Die siegreichen Firmen sind aber keineswegs die einzigen. „Bei der Datensuche stießen die Recherchierenden unter den 250 Unternehmen auf 69, die sich deutlich gegen Rechtsextremismus positionierten. Davon kamen 19 in die engere Wahl, deren Äußerungen und Postings auch qualitativ untersucht wurden“, erklärte Wolf-Dieter Rühl, der „Head of Research“ bei Unicepta, im Gespräch mit der Frankfurter Rundschau.

Die Aufzählung liest sich wie ein Who is who der deutschen Wirtschaft. Neben den fünf Spitzenreiterinnen zählten zu den engagierten Unternehmen: TUI, SAP, Edeka, Siemens, die Deutsche Telekom, Aldi, Rewe, Siemens Energy, Infineon, Mercedes-Benz, Daimler Truck, Bosch, die Sparkassen-Gruppe und Jenoptik.
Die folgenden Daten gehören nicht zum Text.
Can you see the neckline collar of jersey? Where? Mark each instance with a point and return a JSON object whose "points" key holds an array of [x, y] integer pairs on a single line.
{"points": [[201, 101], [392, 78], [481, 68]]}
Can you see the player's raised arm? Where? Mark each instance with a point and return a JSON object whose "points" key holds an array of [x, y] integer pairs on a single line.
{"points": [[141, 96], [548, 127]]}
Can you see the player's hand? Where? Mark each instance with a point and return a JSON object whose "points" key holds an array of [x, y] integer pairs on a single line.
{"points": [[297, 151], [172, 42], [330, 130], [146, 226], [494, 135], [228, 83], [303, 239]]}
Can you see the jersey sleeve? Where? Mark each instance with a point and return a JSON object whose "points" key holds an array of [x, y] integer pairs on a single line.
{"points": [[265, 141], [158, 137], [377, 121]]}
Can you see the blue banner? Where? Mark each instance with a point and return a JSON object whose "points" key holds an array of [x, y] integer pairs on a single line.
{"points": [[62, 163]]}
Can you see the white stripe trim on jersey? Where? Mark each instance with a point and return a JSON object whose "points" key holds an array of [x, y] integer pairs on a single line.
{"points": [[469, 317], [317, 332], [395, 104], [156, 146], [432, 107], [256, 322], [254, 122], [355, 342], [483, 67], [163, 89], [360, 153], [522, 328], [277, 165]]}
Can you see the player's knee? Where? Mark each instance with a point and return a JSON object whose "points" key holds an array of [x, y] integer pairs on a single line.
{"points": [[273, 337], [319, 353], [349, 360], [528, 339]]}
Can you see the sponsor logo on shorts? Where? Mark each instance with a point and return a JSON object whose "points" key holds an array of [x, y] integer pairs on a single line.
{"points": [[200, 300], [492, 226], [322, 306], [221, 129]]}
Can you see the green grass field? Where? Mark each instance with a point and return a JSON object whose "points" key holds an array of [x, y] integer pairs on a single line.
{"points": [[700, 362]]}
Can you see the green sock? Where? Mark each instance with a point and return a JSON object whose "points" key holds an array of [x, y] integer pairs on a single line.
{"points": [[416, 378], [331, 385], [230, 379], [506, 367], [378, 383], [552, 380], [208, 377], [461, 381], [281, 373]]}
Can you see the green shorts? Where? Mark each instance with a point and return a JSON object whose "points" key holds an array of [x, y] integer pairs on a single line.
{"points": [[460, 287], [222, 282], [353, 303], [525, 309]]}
Unternehmen bekennen vor der Europawahl sich zu Werten Vielfalt, Offenheit und Toleranz

Noch länger ist die Liste der Unternehmen, die in der vorigen Woche unter dem Motto „Wir stehen für Werte“ an die Öffentlichkeit trat. 30 große Firmen haben sich mit dem Bundesverband der Deutschen Industrie und dem Deutschen Gewerkschaftsbund (DGB) für diese Initiative zusammengetan. „Neben den Vorteilen der europäischen Integration bekennt sich die Allianz insbesondere zu den Werten Vielfalt, Offenheit und Toleranz“, heißt es in ihrem Aufruf, der sich an die breite Öffentlichkeit, aber insbesondere an die 1,7 Millionen Beschäftigten in den beteiligten Firmen richtet.
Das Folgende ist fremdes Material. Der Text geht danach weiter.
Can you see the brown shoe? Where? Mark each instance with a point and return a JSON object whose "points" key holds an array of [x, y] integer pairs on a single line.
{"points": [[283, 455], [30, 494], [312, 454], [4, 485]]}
Die Kampagne zielt auf die Europawahl am 9. Juni. Zwar wird nicht ausdrücklich von der Wahl der AfD abgeraten. Doch warnen die Unternehmenschefs gemeinsam mit den Gewerkschaften vor „Hass, Spaltung, Ausgrenzung und Rassismus“. Populismus und Extremismus gingen einher mit Abschottung und Ausgrenzung. „Studien belegen, dass dies zu einer geringeren Innovationskraft, weniger Wirtschaftsleistung und in der Folge auch zu weniger Wohlstand führt, besonders für die Schwächeren einer Gesellschaft.“

Der Aufruf soll der Beginn einer längeren Zusammenarbeit sein. „Die teilnehmenden Unternehmen erarbeiten gemeinsam Formate und Inhalte, tauschen sich und ihre Erfahrungen dabei aus und nutzen die Allianz als Plattform“, kündigen sie an.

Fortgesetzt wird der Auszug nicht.